Quand les cygnes noirs volent en escadrille...
21 mars 2011
Depuis le 11 septembre 2001, le monde vit une série de catastrophes qui semblent aller crescendo dans l’horreur… Que ce soient les hommes ou les éléments qui se déchaînent, l’accumulation de ces brutales rencontres avec le destin commence à constituer un cortège d’événements dramatiques qui interpelle. A chaque nouveau choc, la population de la terre découvre avec stupeur son impréparation et son impuissance face à ces facteurs « non prévisibles ». Car précisément ce que Nassim Nicholas Taleb qualifie de cygne noir, élément isolé et imprédictible qui déjoue les prévisions et génère des conséquences à la fois dramatiques et non maitrisées, s’accommode mal d’une fréquence de répétition élevée. Lorsque les cygnes noirs volent en escadrille, le doute commence sérieusement à s’installer. Alors que nous avons atteint un niveau de technicité sans équivalent dans notre histoire, pourquoi restons nous si vulnérables face aux catastrophes telluriques, climatiques mais aussi économiques ?

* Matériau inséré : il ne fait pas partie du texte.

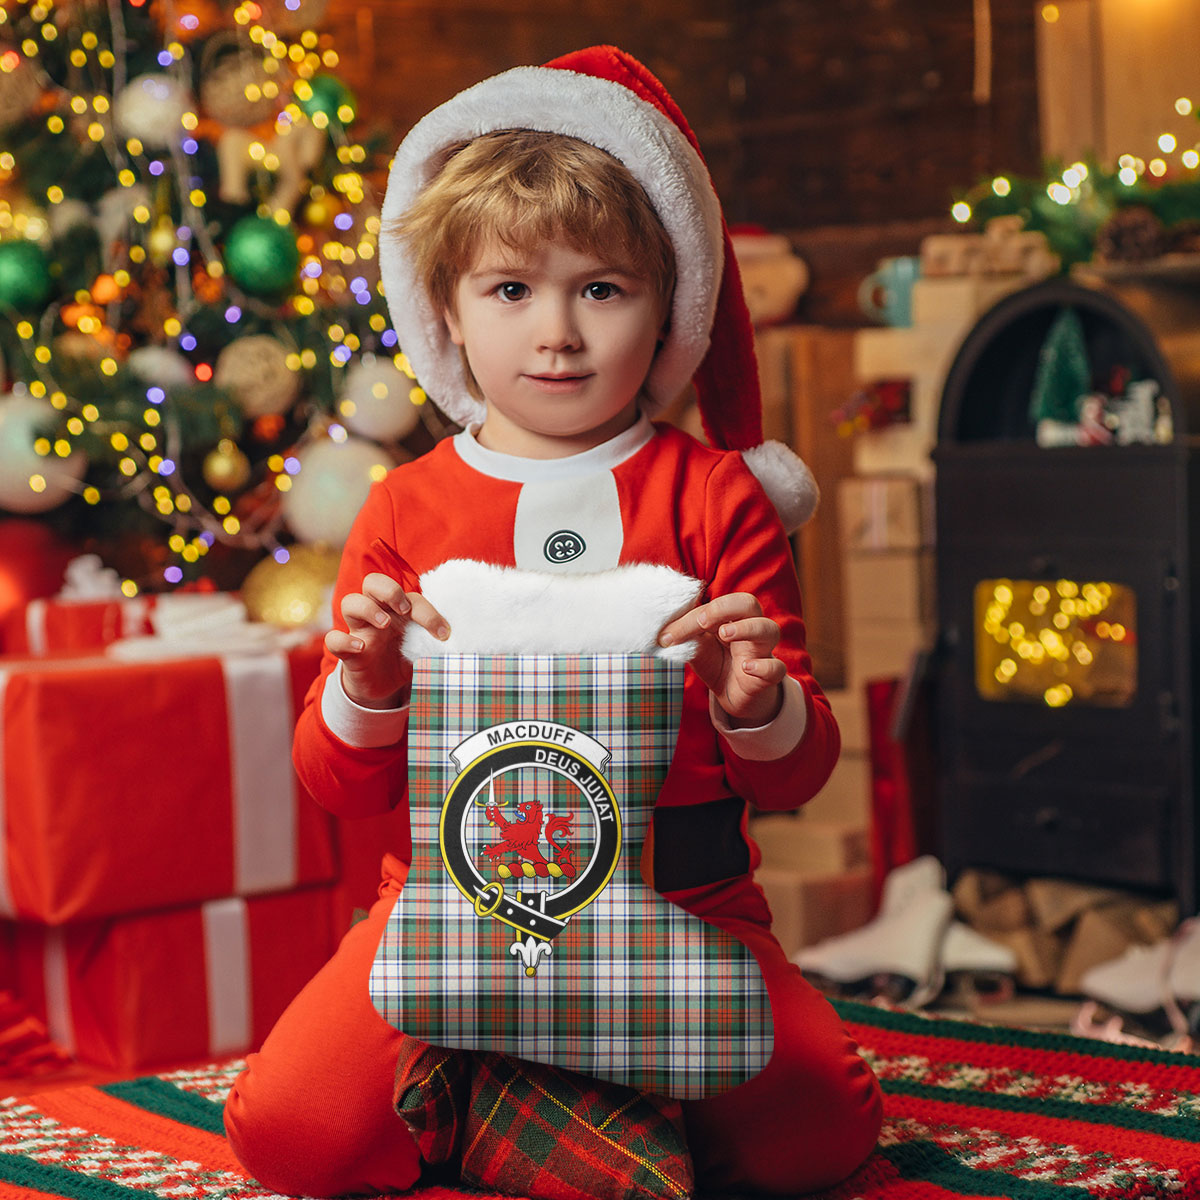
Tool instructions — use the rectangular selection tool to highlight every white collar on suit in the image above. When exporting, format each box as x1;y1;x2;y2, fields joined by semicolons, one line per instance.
451;411;654;484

Une litanie de catastrophes
La liste s’allonge.
- 26 décembre 2004 suite à un tremblement de terre en Indonésie, le tsunami frappe les rivages de l’Océan indien et surprend en Thaïlande une foule de vacanciers venus de toute la planète transformant un drame local en symbole de la vulnérabilité de la mondialisation du tourisme. Le bilan global est de 227000 morts.

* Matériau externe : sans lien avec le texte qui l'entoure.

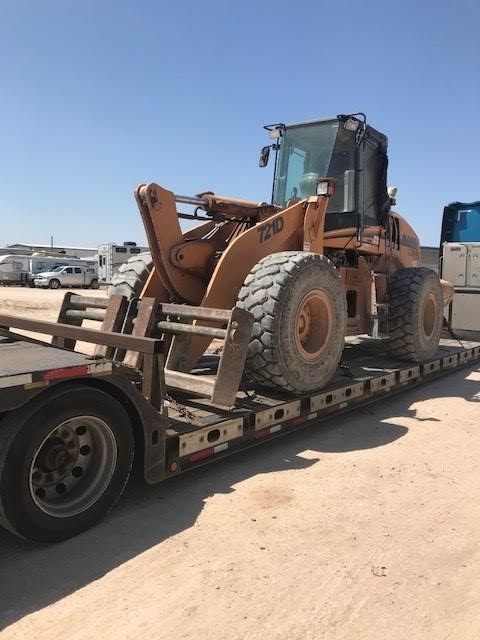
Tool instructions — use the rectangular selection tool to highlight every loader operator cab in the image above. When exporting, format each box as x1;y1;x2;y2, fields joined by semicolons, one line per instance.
260;114;391;231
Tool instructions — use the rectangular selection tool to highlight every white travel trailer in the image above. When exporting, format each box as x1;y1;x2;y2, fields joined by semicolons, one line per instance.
0;255;30;285
97;242;148;284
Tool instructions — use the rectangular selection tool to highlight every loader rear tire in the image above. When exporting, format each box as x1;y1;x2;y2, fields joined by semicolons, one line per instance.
387;267;443;362
108;252;152;299
237;251;347;393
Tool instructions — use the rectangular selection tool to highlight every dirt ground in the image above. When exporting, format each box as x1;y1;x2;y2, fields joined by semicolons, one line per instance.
0;286;107;353
1;287;480;639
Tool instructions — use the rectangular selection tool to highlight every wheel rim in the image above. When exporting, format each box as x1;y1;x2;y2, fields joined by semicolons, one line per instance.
50;280;59;289
29;416;117;518
423;293;437;338
295;289;332;361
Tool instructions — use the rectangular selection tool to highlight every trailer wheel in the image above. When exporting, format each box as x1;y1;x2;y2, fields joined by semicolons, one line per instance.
237;252;347;393
0;385;134;542
108;252;152;299
49;278;60;289
387;267;443;362
89;278;99;290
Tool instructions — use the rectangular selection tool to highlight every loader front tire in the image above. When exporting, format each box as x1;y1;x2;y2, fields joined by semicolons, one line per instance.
387;267;443;362
108;252;152;299
237;252;347;393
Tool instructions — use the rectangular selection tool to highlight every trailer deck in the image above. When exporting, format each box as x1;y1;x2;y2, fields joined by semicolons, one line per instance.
1;328;478;478
0;336;114;410
163;336;480;474
0;336;111;380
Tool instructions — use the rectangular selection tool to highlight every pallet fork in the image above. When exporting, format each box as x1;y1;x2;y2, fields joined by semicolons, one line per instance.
53;292;253;408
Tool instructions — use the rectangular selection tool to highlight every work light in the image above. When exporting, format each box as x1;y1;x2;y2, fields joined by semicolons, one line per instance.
316;181;329;196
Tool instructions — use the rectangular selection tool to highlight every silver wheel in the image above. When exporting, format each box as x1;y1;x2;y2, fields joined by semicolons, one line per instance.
29;416;117;518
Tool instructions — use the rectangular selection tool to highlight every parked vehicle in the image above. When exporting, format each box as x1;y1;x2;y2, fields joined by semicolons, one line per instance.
0;253;97;286
34;265;99;289
97;242;148;284
0;254;30;285
440;201;480;337
27;255;97;286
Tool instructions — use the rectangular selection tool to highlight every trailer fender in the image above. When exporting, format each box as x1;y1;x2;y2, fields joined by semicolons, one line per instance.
69;374;167;484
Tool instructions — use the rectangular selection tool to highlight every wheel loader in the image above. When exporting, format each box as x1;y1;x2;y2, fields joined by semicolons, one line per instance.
111;113;453;406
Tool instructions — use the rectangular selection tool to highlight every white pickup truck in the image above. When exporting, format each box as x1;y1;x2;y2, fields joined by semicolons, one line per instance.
34;265;99;289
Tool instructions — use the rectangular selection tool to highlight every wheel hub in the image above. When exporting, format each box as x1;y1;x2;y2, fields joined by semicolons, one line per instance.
29;416;117;518
422;292;437;338
297;305;312;341
295;289;333;362
40;439;72;471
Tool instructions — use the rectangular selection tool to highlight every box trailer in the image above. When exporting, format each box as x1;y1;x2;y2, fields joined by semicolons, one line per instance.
440;201;480;337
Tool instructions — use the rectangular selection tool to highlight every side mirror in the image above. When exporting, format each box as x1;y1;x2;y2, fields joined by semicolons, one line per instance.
259;145;270;167
343;169;356;212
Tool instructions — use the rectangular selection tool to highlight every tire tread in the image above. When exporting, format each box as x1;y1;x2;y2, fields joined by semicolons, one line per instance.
387;267;443;361
237;251;346;392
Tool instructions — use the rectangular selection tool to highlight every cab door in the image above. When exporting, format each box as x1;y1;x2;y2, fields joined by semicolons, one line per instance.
73;267;84;286
62;267;75;286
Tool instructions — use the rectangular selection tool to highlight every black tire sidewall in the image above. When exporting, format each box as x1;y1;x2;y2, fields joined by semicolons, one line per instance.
0;386;134;542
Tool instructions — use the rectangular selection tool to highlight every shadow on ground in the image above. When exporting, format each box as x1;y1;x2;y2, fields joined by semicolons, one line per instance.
0;366;479;629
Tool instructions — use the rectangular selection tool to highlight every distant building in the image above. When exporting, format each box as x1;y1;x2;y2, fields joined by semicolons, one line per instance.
7;243;97;259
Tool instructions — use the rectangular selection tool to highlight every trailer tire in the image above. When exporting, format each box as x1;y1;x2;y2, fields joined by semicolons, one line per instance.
108;252;152;299
89;278;99;290
237;251;347;393
0;385;134;542
387;267;443;362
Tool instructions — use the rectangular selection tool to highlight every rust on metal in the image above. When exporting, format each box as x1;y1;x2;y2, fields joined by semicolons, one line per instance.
0;314;163;355
94;294;129;359
123;297;159;369
157;321;226;339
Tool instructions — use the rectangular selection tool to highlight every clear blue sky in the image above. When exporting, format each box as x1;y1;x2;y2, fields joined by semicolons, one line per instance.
0;0;478;247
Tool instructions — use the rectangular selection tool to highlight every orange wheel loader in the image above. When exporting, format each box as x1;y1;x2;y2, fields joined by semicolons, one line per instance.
110;113;453;405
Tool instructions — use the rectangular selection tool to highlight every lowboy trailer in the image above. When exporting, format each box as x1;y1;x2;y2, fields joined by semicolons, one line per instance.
0;292;478;543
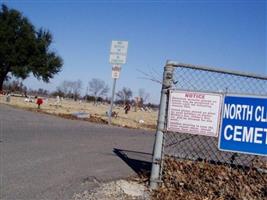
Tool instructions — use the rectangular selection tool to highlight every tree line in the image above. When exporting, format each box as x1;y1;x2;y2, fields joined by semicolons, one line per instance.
2;78;153;107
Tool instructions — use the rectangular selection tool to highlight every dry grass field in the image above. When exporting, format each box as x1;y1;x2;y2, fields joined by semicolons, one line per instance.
0;95;158;130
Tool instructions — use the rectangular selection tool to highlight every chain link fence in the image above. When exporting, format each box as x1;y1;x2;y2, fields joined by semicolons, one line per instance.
164;63;267;166
154;62;267;199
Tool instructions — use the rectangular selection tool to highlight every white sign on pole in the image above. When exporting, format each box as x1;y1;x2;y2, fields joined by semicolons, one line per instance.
112;65;121;79
109;40;128;64
167;90;223;137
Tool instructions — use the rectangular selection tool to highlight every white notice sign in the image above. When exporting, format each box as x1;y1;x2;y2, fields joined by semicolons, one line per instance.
112;65;121;79
109;41;128;64
167;90;223;137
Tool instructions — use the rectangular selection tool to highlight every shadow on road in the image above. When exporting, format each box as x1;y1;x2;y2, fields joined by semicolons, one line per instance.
113;148;152;177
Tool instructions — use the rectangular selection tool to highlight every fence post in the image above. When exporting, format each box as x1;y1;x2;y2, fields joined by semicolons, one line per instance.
150;60;174;190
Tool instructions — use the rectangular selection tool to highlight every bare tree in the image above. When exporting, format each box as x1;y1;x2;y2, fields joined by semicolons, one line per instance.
138;88;150;105
88;78;109;104
137;68;162;84
71;80;82;101
116;87;133;105
57;80;71;97
3;79;25;93
61;80;72;94
56;80;82;100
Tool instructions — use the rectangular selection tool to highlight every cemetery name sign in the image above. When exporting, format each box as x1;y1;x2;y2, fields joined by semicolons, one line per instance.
219;95;267;156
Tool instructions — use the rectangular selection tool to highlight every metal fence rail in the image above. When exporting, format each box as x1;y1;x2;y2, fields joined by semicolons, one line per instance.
172;62;267;96
150;61;267;192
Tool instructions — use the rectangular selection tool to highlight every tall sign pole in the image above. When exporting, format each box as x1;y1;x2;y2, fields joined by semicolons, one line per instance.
108;65;120;125
108;41;128;125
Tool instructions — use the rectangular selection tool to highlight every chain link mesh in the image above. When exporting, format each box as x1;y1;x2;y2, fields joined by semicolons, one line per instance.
160;64;267;199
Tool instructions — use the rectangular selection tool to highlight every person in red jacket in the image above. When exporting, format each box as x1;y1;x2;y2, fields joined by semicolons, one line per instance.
36;97;43;109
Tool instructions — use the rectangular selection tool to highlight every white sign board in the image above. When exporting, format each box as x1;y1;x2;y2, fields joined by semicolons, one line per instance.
109;40;128;64
167;90;223;137
112;65;121;79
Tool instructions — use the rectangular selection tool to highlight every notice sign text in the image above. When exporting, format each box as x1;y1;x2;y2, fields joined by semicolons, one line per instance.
167;90;223;137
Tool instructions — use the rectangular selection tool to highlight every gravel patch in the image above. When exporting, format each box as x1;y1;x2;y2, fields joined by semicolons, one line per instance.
72;180;150;200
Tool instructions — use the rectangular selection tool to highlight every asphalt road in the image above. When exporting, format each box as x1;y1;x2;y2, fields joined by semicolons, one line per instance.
0;105;154;200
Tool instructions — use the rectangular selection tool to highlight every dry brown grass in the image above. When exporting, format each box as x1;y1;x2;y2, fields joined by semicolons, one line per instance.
0;95;157;130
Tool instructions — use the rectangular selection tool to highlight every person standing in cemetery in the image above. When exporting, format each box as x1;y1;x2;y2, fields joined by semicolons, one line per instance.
36;97;43;109
5;92;11;102
124;101;131;114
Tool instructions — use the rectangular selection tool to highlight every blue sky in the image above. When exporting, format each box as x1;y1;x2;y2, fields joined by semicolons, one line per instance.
2;0;266;103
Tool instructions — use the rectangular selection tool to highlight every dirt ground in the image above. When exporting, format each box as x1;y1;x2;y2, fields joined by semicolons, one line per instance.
0;95;158;130
152;158;267;200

- 15 septembre 2008, effondrement de Lehmann Brother, avec une crise financière sans précédent depuis 1929 qui remet totalement en cause la confiance des acteurs économiques dans le système bancaire mondial.

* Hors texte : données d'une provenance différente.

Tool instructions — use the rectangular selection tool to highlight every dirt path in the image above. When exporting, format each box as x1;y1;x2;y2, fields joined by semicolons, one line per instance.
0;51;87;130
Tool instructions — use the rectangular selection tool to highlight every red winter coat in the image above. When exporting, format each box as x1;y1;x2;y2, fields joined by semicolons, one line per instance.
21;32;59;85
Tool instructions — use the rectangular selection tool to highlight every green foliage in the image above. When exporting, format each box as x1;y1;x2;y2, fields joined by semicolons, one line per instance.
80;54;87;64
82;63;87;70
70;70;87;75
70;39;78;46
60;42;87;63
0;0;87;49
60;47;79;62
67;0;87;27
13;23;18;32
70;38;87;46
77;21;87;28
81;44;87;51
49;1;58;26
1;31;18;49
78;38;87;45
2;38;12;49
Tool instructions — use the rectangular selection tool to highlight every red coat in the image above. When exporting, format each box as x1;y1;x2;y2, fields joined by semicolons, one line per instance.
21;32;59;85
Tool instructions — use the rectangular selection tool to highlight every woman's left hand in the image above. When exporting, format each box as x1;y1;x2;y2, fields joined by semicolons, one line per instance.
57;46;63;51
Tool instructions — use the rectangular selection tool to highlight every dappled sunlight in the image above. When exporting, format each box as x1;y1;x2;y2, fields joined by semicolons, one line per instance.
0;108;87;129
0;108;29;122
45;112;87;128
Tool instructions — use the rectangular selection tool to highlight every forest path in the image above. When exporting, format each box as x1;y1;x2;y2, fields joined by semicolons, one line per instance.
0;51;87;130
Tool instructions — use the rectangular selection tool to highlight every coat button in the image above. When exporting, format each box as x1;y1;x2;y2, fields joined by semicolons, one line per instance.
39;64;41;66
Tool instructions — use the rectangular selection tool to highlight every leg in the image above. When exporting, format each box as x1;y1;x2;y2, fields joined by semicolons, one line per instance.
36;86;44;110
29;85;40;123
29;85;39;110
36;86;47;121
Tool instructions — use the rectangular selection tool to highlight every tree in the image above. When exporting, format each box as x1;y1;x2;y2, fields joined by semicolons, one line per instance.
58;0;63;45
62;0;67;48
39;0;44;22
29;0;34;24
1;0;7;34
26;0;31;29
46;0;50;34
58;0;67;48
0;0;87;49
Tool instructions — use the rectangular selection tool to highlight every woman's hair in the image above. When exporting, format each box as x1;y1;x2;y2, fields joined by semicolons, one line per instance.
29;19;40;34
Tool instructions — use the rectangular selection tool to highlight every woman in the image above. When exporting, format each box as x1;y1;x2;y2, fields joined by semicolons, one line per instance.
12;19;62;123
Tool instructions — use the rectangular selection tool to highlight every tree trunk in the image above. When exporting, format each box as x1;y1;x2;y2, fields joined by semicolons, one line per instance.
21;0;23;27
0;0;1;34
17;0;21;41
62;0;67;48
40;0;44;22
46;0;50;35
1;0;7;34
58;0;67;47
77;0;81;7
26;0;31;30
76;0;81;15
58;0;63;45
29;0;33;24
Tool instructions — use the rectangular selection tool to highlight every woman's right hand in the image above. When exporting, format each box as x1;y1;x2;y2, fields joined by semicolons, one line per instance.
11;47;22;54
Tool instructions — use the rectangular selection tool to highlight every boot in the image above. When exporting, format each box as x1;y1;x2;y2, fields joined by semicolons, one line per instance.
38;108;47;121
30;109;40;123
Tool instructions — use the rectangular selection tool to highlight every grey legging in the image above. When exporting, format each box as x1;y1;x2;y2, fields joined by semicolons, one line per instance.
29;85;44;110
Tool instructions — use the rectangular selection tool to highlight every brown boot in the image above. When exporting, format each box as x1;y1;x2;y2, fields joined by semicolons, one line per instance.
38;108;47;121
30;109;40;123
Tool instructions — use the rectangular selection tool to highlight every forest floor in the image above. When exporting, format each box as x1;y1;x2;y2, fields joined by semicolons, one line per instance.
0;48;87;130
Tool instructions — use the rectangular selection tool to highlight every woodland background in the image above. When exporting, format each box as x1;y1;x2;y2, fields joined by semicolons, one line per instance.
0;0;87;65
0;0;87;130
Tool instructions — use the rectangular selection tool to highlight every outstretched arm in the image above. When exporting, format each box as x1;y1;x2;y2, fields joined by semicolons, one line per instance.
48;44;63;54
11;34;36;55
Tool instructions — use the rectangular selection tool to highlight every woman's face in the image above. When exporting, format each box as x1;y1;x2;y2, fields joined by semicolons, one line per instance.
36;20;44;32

- Epidémie de grippe H1N1 entre 2009 et 2010 qui perturbe les déplacements mondiaux et conduit à l’accumulation de coûteuses et surdimensionnées mesures de précaution
- Tremblement de terre à Haïti le 12 janvier 2010, faisant 230000 morts
- Tempête en Vendée les 27 février 2010, Xynthia, qui illustre les risques liés à une urbanisation littorale défaillante
- Tremblement de terre en Chine le 14 avril 2010 qui illustre la fragilité de nouveau colosse économique
- 22 avril 2010, marée noire en Louisiane : quelques années après le cyclone, Katrina, qui détruisit le moitié de la Nouvelle Orléans en août 2005, une rupture d’une plate-forme de forage sous-marin profond bouleverse un écosystème fragile et remet en cause la vie de toute une communauté
- Eruption volcanique en Islande, qui paralyse le transport aérien mondial pendant plusieurs semaines en avril 2010
- Novembre décembre 2010 : un hiver précoce et rigoureux met à mal le fonctionnement de toute l’Europe occidentale
- Février 2011 : le monde arabe sort brutalement d’une longue léthargie politique et s’engage dans un processus de démocratisation jalonné d’obstacles
- Mars 2011 : tremblement de terre, tsunami et accident nucléaire au Japon, que les scénaristes d’Hollywood n’auraient pas osé imaginer.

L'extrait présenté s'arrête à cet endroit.